Always move the budding plant from the winter room to its usual light source immediately when buds are seen. Any over-watering will result in segments of the plant breaking off for no apparent reason. However, these segments can be re-potted for propagation. Also, under-watering will cause the segments of the plant to collapse in toward the pot and start turning yellow. Simply increase watering over the next few weeks to correct this problem. Be reminded that too much water too quickly will surely shock the plant.

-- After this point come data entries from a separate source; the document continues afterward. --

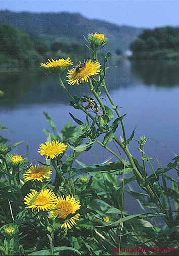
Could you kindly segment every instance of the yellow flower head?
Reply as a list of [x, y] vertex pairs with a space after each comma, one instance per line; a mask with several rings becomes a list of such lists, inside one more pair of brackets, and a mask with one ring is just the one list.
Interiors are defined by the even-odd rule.
[[[53, 215], [57, 216], [59, 218], [66, 218], [70, 214], [74, 214], [76, 211], [80, 208], [80, 202], [76, 200], [73, 196], [70, 195], [65, 198], [64, 196], [58, 198], [57, 204], [54, 207], [54, 210], [51, 211]], [[71, 229], [73, 226], [76, 225], [75, 221], [79, 220], [80, 214], [77, 213], [71, 217], [69, 220], [65, 221], [61, 226], [63, 229]]]
[[23, 174], [24, 180], [26, 181], [32, 180], [32, 181], [36, 180], [42, 182], [43, 178], [49, 178], [50, 174], [52, 174], [52, 167], [42, 165], [40, 166], [35, 165], [34, 167], [31, 164], [31, 166], [25, 173]]
[[23, 159], [21, 156], [16, 155], [12, 157], [11, 161], [13, 164], [18, 164], [21, 162], [22, 162], [23, 161]]
[[54, 60], [48, 59], [48, 61], [45, 63], [40, 63], [40, 66], [46, 67], [47, 68], [52, 67], [59, 67], [61, 70], [64, 70], [69, 65], [73, 65], [73, 62], [70, 59], [70, 57], [68, 57], [67, 59], [59, 59], [58, 60]]
[[99, 34], [95, 33], [94, 34], [89, 34], [88, 39], [91, 44], [99, 46], [106, 43], [108, 39], [105, 38], [104, 34]]
[[24, 198], [24, 203], [27, 204], [26, 208], [36, 209], [38, 212], [41, 210], [48, 211], [55, 207], [57, 198], [55, 193], [50, 189], [42, 189], [39, 193], [33, 190]]
[[106, 216], [106, 217], [104, 217], [103, 221], [106, 222], [109, 222], [110, 220], [109, 217], [108, 216]]
[[37, 153], [41, 156], [46, 156], [46, 160], [49, 157], [53, 159], [63, 153], [67, 148], [67, 146], [64, 143], [59, 142], [58, 140], [53, 140], [52, 143], [46, 142], [46, 144], [41, 143]]
[[12, 237], [16, 235], [18, 231], [18, 226], [16, 224], [8, 224], [6, 225], [3, 232], [6, 236]]
[[83, 183], [86, 183], [87, 181], [88, 181], [88, 178], [86, 178], [86, 177], [84, 177], [83, 176], [81, 176], [81, 177], [80, 177], [79, 179], [80, 181]]
[[88, 79], [92, 76], [98, 75], [101, 71], [100, 64], [98, 61], [93, 61], [89, 59], [73, 67], [68, 71], [68, 83], [69, 85], [88, 83]]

The temptation in plant selection can be very obvious during such seasons as Easter. As you commit to the effort and cost of spring landscaping, please also commit to providing the necessary care to keep your plants healthy and attractive. Continue to think in terms of native and sustainable plants in the landscape since these will be more environmentally-friendly and easier to maintain. Get outside and enjoy your early spring gardening! And remember to feed and water the birds! Happy Easter to all!

On another note, Earth Day 2014 is Tuesday, April 22 and the focus will be on green cities and mobilizing people to create a sustainable, healthy environment by greening communities worldwide. Have a Happy Earth Day!

Many thanks to all who read this column which is an effort to provide each reader with timely and useful information. It is a small contribution on my part in “paying it forward” to my readers, as a means of sharing the blessings bestowed upon me. In keeping with this thought, many of you know that we are planning a mission trip to the Amazon Jungle in Peru this summer. We are currently raising funds to help finance this mission trip. If you feel led to do so and would like to donate to this cause, please make a check payable to Heritage Church and mail to Eddie Seagle, Peru Mission Team, 108 Tallokas Circle, Moultrie, GA 31788. We would appreciate your prayers for a safe journey as well, and many thanks to each of you.

“For God so loved the world, that He gave His only begotten Son, that whoever believes in Him should not perish, but have eternal life. For God did  not send the Son into the world to judge the world, but that the world should be saved through Him.” John 3:16-17.